Under the terms of the Convention, the Government committed to respond to its recommendations within four months. Disappointingly they have yet to do so on this issue.
Ireland ratified the International Covenant on Economic, Social and Cultural Rights (ICESCR) in 1989. This treaty was devised, negotiated and agreed to by states, including Ireland. Yet almost 25 years later, these rights remain largely unprotected in Ireland. This is despite a growing international trend to make these rights legally enforceable.
136 constitutions around the world protect the right to work and 135 provide for the right to healthcare.

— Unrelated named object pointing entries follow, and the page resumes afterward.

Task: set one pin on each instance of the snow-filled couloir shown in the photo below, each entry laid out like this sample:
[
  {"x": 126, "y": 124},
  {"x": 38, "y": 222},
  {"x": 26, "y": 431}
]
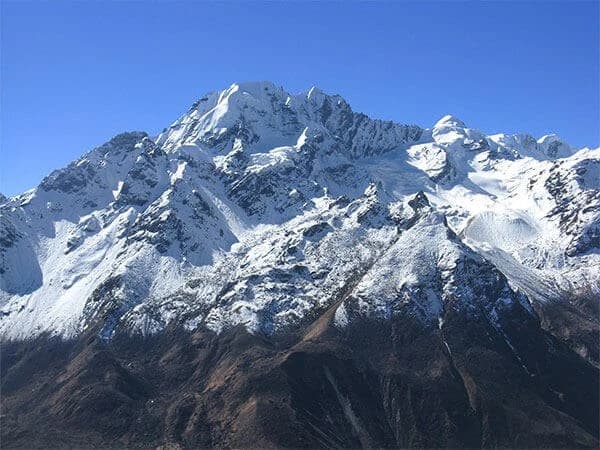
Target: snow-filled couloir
[{"x": 258, "y": 208}]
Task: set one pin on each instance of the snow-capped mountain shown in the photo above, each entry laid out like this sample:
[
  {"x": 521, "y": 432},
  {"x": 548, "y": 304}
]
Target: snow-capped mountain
[
  {"x": 277, "y": 270},
  {"x": 258, "y": 207}
]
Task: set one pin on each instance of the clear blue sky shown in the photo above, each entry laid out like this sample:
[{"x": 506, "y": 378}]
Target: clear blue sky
[{"x": 76, "y": 73}]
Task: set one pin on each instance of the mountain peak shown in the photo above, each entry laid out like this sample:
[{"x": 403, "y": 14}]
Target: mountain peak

Constitutional protection of these rights and their oversight by courts in other states shows that governments can operate within an enforceable ESC rights framework.

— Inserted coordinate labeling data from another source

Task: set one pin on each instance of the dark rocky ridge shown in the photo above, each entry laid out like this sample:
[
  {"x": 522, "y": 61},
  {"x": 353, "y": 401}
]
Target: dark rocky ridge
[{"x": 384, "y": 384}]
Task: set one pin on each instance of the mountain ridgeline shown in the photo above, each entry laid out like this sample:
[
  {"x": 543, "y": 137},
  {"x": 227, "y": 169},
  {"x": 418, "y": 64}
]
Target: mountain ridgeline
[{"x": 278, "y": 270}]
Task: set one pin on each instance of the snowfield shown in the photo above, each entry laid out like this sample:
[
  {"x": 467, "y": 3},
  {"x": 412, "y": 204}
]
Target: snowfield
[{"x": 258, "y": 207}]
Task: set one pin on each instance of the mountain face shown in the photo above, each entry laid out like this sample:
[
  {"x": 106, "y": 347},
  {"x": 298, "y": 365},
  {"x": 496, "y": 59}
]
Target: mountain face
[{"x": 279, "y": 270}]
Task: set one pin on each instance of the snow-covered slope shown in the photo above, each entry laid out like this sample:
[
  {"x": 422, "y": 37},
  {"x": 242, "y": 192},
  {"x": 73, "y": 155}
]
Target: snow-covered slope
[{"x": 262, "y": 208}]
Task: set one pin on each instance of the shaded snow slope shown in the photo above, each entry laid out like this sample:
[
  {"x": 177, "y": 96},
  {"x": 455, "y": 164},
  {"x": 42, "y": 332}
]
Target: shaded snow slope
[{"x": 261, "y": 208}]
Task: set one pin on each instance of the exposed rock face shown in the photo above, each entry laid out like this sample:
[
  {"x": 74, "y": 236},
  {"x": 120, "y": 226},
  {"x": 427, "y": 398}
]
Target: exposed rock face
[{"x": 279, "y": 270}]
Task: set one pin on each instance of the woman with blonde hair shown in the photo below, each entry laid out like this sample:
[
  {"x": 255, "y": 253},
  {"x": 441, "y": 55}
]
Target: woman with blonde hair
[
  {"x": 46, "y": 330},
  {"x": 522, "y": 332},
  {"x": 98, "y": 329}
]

The Constitutional Convention’s recommendation presents the Government with a unique opportunity to finally take a significant step towards fulfilling its economic, social and cultural rights obligations.
We, the ESC Rights Initiative, are calling on the Government to accept the Constitutional Convention’s recommendation.
If further examination of this issue is deemed necessary, we urge that such a process be put in place quickly. Any such process should be open and transparent, draw on internal analysis and external expertise, have clear and public terms of reference, have an efficient and defined timeframe for reporting, and be mandated to make its findings and reasoning public.
The Government’s focus in recent times has been on managing the fallout from the economic crisis. It is now time to re-evaluate its priorities and fulfil its responsibilities regarding ESC rights.
We call on the Government to honour its commitments and enshrine these fundamental human rights in Bunreacht na hÉireann.